Soma - AI-Powered Physical Therapy
Inspiration
Over 50 million Americans suffer from chronic pain, and physical therapy can cost $150+ per session. Many people abandon their PT exercises because they don't know if they're doing them correctly, leading to ineffective treatment or even injury. We asked: What if everyone could have a Doctor of Physical Therapy watching their form in real-time, right in their pocket?
Soma was born from the frustration of trying to follow PT exercises from printed sheets with no feedback. We wanted to democratize access to professional physical therapy coaching using AI and computer vision.
What it does
Soma is an iOS app that combines ARKit skeleton tracking, Google Gemini AI, and ElevenLabs voice synthesis to deliver real-time physical therapy coaching:
AI Pain Diagnosis - Tap your 3D body map, describe your pain, and Gemini generates a personalized exercise plan with empathetic voice guidance
Real-Time Skeleton Tracking - Your iPhone's camera tracks 91 body joints at 60fps using ARKit, displaying a glowing skeleton overlay as you exercise
Instant Form Correction - AI analyzes your form every 2 seconds and speaks corrections in under 300ms (e.g., "Keep knees aligned over toes")
Visual Gamification:
- Green glowing joints when your form is perfect
- Red pulsing joints when errors are detected
- Movement trails showing hand/foot paths
- Automatic rep counting based on joint angles
- Real-time angle displays for knees, spine, hips
Progress Tracking - Track reps completed, form scores over time, and exercise streaks
Example Flow: User taps "Lower Back Pain" → Gemini recommends Bird Dog exercise → User performs it while seeing their skeleton → AI coaches "Keep hips level" when rotation detected → Rep counted automatically
How we built it
Architecture: iOS-First, Backend-as-Coordinator
iOS App (Swift/SwiftUI):
- ARKit ARBodyTracking - 91-joint skeleton detection (requires iPhone XS+, A12 chip)

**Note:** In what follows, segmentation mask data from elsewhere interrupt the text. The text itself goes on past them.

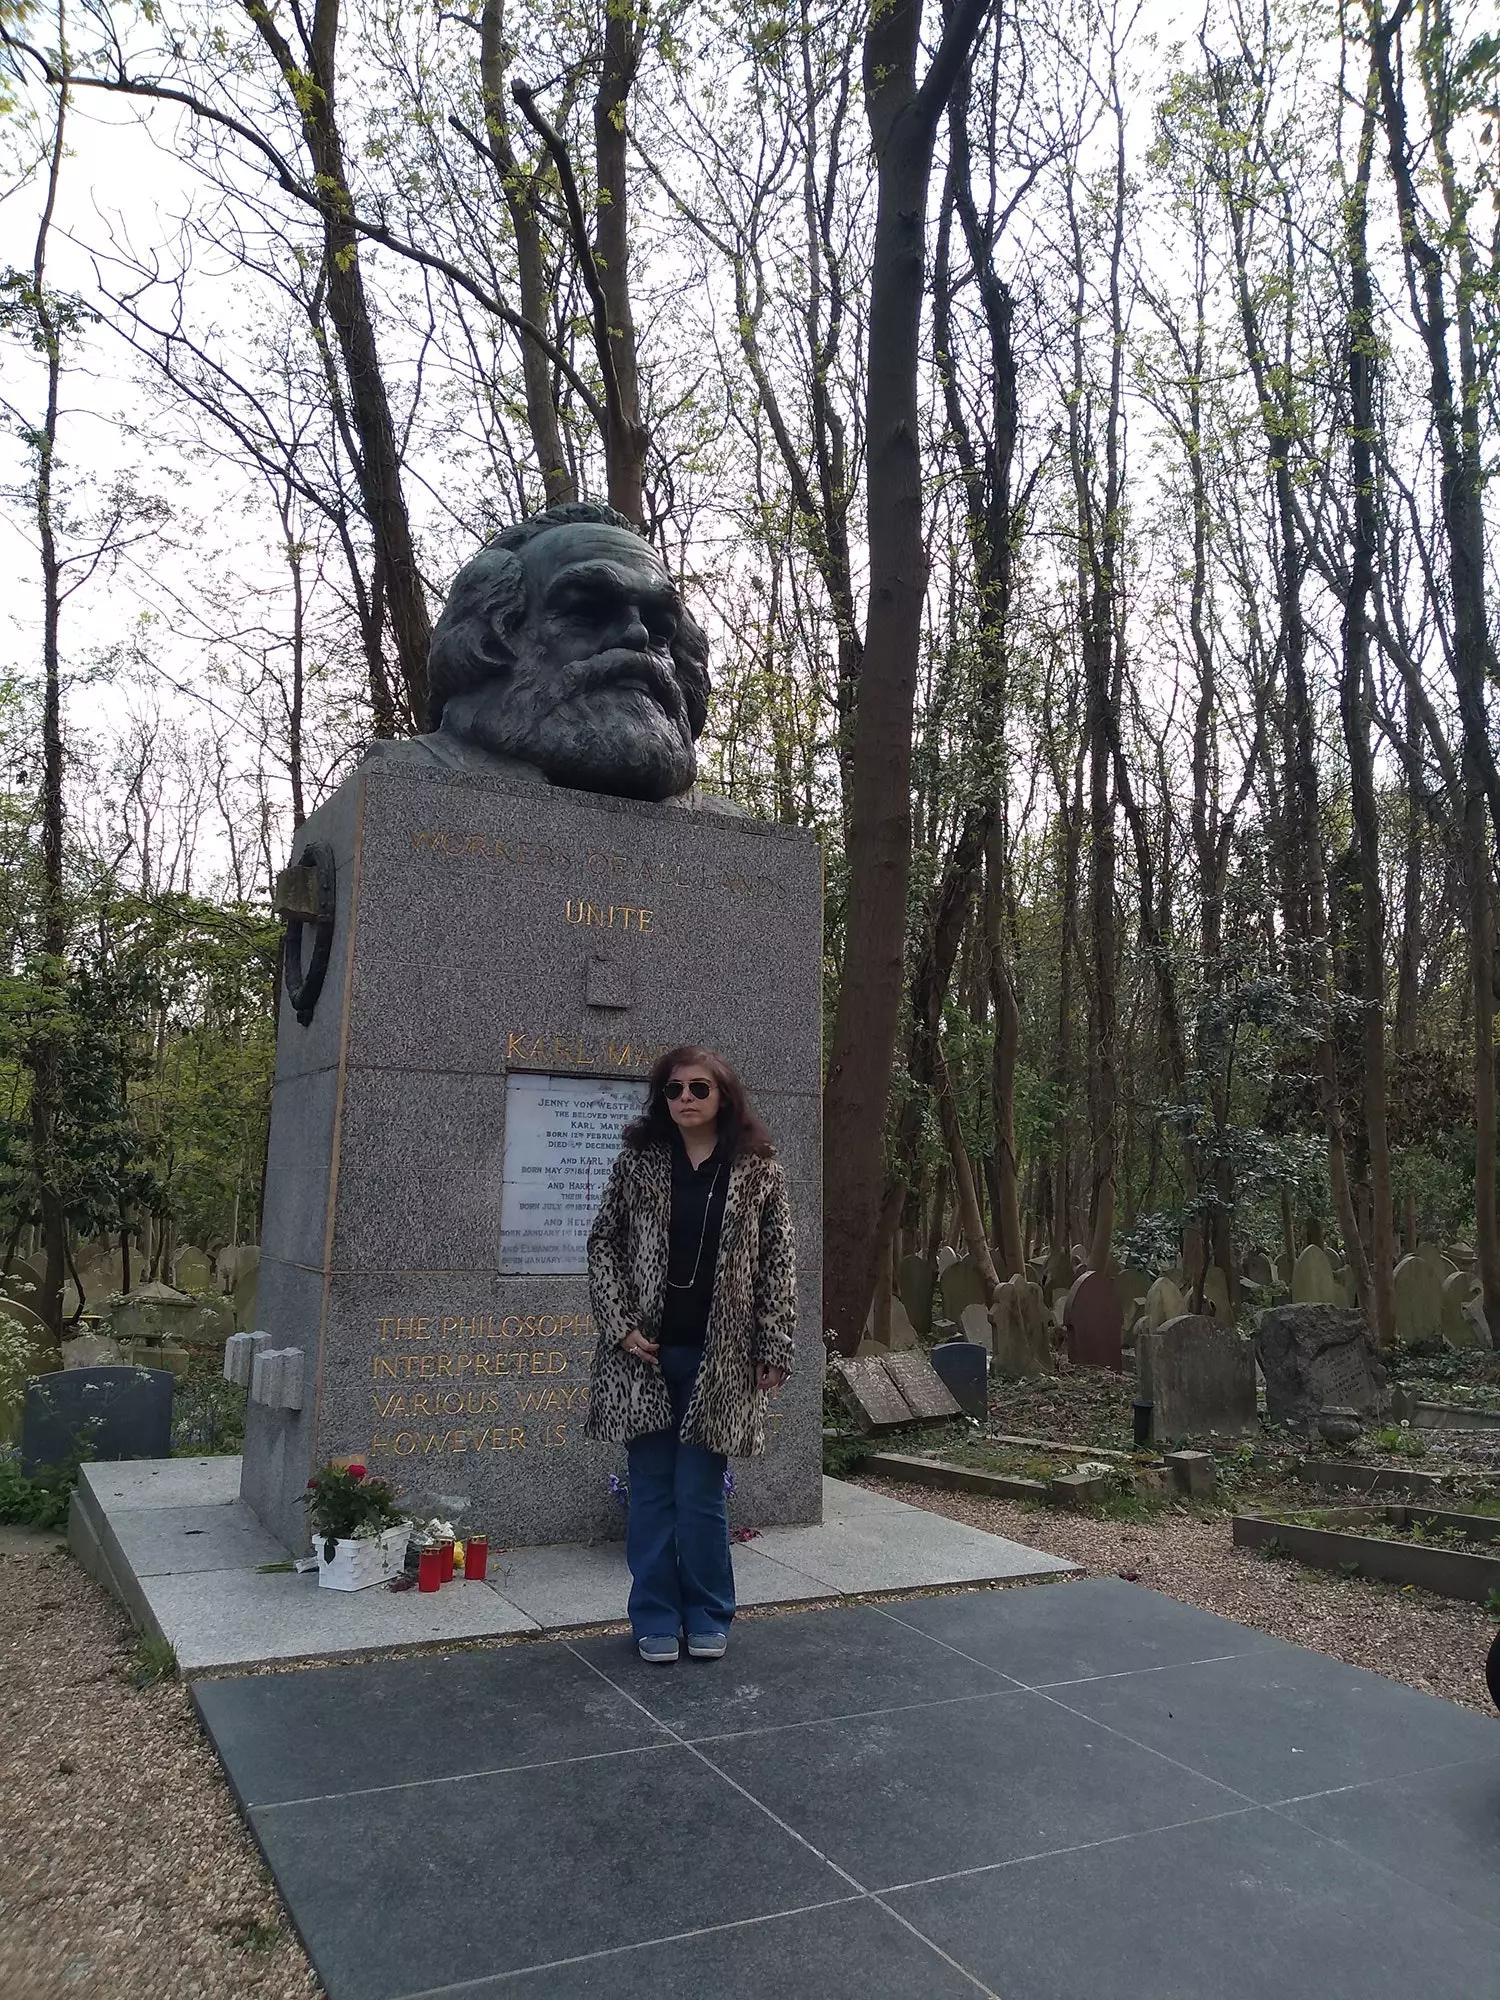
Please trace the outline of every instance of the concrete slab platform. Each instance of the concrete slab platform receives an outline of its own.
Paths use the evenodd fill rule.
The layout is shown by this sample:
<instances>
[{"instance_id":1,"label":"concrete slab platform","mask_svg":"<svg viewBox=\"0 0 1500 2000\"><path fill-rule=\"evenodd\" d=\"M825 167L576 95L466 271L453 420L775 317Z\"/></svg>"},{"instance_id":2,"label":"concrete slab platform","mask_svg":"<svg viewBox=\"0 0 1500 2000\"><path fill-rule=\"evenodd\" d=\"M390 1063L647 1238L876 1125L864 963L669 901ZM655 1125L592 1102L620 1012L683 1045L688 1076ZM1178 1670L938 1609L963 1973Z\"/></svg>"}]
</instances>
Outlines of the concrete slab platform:
<instances>
[{"instance_id":1,"label":"concrete slab platform","mask_svg":"<svg viewBox=\"0 0 1500 2000\"><path fill-rule=\"evenodd\" d=\"M329 2000L1500 1996L1500 1722L1115 1578L193 1698Z\"/></svg>"},{"instance_id":2,"label":"concrete slab platform","mask_svg":"<svg viewBox=\"0 0 1500 2000\"><path fill-rule=\"evenodd\" d=\"M86 1465L69 1540L86 1569L191 1677L277 1661L578 1631L625 1617L620 1542L492 1549L480 1583L417 1591L320 1589L279 1568L286 1551L238 1498L238 1459ZM273 1572L268 1566L277 1565ZM805 1603L1074 1574L1056 1556L824 1481L815 1528L736 1544L744 1606Z\"/></svg>"}]
</instances>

- ARSkeletonOverlayView - Custom SwiftUI Canvas renderer with glowing effects, trails, and pulsing animations
- ARBodyTrackingService - Calculates PT angles (knee, hip, spine, shoulder, elbow) using SIMD vector math
- CoachingViewAR - Exercise-specific form validators for Squat, Bird Dog, Glute Bridge, Plank
- AVFoundation - Camera capture at 30fps
Backend (FastAPI + Python):
- Gemini 1.5 Pro - Multimodal pain analysis (text + 3D coordinates → exercise plan)
- Gemini 2.5 Flash - Image-based form analysis with comprehensive system prompt (8 exercises, 7 body parts)

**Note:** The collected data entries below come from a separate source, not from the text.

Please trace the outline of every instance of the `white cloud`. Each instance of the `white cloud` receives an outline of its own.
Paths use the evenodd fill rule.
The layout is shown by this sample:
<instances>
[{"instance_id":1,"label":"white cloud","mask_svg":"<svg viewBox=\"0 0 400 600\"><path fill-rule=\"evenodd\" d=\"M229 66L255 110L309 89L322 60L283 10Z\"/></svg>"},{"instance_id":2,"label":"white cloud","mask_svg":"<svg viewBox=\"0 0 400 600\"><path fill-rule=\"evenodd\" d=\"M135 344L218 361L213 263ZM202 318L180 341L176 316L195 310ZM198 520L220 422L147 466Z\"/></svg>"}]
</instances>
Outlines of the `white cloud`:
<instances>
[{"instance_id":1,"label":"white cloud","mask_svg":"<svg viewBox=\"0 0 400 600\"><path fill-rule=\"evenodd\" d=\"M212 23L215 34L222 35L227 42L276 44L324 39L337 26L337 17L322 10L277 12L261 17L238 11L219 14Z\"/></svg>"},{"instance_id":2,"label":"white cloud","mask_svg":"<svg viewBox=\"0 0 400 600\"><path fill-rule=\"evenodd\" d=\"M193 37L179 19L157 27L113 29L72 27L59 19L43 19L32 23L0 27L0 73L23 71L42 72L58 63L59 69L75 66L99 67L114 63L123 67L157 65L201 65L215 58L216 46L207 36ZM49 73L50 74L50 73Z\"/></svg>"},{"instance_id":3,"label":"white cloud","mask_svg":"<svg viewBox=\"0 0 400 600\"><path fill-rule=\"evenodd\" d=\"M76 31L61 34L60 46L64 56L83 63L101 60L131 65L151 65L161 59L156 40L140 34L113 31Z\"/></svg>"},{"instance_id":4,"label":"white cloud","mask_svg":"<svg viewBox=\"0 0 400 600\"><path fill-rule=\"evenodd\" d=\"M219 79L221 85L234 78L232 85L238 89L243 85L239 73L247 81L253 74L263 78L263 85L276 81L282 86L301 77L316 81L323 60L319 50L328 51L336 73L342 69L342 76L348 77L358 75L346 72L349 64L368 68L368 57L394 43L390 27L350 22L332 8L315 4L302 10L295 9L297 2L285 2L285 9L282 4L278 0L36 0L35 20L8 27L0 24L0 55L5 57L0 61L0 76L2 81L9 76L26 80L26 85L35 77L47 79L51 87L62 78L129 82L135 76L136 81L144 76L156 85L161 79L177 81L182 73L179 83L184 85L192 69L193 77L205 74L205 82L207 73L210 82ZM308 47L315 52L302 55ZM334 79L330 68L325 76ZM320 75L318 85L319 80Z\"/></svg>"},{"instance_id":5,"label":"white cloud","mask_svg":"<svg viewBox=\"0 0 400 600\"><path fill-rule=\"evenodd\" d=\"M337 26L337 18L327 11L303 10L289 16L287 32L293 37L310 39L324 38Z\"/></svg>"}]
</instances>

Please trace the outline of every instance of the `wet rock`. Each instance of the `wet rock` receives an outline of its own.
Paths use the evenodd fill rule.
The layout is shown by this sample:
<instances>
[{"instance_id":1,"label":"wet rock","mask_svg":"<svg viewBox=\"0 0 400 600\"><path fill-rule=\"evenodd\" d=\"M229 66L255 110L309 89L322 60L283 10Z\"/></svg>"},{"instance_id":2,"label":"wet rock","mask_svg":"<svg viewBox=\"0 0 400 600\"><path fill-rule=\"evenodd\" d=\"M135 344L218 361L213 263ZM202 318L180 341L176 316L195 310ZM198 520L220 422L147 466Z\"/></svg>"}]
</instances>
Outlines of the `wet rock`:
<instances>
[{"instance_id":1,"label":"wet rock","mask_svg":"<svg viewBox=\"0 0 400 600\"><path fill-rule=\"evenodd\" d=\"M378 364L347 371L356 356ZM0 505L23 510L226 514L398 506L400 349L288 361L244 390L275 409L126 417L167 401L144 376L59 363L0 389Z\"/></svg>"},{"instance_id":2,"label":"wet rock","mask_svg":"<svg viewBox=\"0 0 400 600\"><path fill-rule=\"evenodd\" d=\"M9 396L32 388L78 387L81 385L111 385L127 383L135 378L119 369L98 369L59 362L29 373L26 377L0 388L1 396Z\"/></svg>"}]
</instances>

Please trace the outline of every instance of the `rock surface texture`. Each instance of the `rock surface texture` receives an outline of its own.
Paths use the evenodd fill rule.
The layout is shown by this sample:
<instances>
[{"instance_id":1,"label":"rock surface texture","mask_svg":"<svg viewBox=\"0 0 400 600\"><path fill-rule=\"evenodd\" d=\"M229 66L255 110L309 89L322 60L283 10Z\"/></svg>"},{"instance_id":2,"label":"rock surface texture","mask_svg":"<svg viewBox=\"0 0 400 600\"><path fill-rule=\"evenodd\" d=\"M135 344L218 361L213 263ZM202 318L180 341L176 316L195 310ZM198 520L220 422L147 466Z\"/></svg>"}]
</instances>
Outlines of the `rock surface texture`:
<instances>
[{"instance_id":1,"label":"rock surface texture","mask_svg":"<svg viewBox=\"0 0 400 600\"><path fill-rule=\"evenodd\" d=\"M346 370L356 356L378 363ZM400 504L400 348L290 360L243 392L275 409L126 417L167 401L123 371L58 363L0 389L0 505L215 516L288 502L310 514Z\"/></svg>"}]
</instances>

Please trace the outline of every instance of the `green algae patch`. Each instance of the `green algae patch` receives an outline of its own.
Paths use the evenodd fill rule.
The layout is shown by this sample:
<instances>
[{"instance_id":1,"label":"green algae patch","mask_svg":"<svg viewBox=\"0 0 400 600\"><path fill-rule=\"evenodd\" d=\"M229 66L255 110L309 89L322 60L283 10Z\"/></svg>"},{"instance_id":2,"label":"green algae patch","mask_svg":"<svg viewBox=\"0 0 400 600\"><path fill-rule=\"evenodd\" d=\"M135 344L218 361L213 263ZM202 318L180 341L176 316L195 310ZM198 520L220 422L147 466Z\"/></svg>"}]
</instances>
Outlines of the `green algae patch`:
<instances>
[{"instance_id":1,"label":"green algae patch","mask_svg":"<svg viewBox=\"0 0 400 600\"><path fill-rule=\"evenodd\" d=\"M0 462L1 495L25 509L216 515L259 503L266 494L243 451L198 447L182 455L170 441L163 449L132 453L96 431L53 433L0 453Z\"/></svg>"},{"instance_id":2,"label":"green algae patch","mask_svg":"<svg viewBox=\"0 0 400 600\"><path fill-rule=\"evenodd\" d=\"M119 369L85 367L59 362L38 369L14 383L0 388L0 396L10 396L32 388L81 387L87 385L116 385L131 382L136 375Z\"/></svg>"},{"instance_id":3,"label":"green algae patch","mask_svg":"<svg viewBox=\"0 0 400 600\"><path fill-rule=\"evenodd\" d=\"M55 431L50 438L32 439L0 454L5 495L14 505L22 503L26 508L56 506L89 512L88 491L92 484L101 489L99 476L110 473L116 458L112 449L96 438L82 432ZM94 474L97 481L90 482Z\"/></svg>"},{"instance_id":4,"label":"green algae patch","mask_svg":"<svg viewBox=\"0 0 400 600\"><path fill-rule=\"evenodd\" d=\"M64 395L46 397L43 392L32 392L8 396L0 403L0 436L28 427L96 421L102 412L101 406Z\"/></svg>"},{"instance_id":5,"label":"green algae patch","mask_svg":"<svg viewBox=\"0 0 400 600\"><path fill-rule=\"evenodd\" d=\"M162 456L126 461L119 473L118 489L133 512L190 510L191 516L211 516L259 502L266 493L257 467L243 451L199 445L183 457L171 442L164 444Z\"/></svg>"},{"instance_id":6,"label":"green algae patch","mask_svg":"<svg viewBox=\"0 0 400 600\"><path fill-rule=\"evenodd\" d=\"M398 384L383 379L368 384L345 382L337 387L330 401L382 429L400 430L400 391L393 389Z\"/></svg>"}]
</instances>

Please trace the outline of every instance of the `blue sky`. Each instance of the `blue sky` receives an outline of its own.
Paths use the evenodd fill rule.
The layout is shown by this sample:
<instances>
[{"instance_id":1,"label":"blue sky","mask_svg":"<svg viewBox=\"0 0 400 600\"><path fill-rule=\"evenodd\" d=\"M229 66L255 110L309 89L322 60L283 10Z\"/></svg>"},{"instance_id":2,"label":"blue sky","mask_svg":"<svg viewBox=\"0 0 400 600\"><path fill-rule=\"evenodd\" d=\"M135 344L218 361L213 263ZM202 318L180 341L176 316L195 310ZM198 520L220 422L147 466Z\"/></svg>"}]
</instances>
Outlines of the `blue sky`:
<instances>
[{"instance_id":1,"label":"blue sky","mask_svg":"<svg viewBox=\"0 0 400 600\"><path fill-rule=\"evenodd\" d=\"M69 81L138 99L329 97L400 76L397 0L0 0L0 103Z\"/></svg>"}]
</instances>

- ElevenLabs Turbo v2 - Text-to-speech for empathetic coaching voice
- Ngrok - Secure tunnel for iOS ↔ Backend communication
Key Technical Decisions:
- ARKit over MediaPipe - 91 joints vs 33, true 3D vs 2D estimation, 60fps vs 30fps
- On-device processing - Reduced latency from 1-2 seconds to <300ms
- Joint angles over video frames - 2KB/s bandwidth vs 1MB/s
- 12-word correction limit - Prevents audio overlap during movement
Visual Effects Implementation:
// 4-layer glowing joint rendering
1. Outer glow: 3x radius, pulsing (0.8s cycle), 30% opacity
2. Middle glow: 1.8x radius, 50% opacity
3. Main joint: Solid color (green/red based on form)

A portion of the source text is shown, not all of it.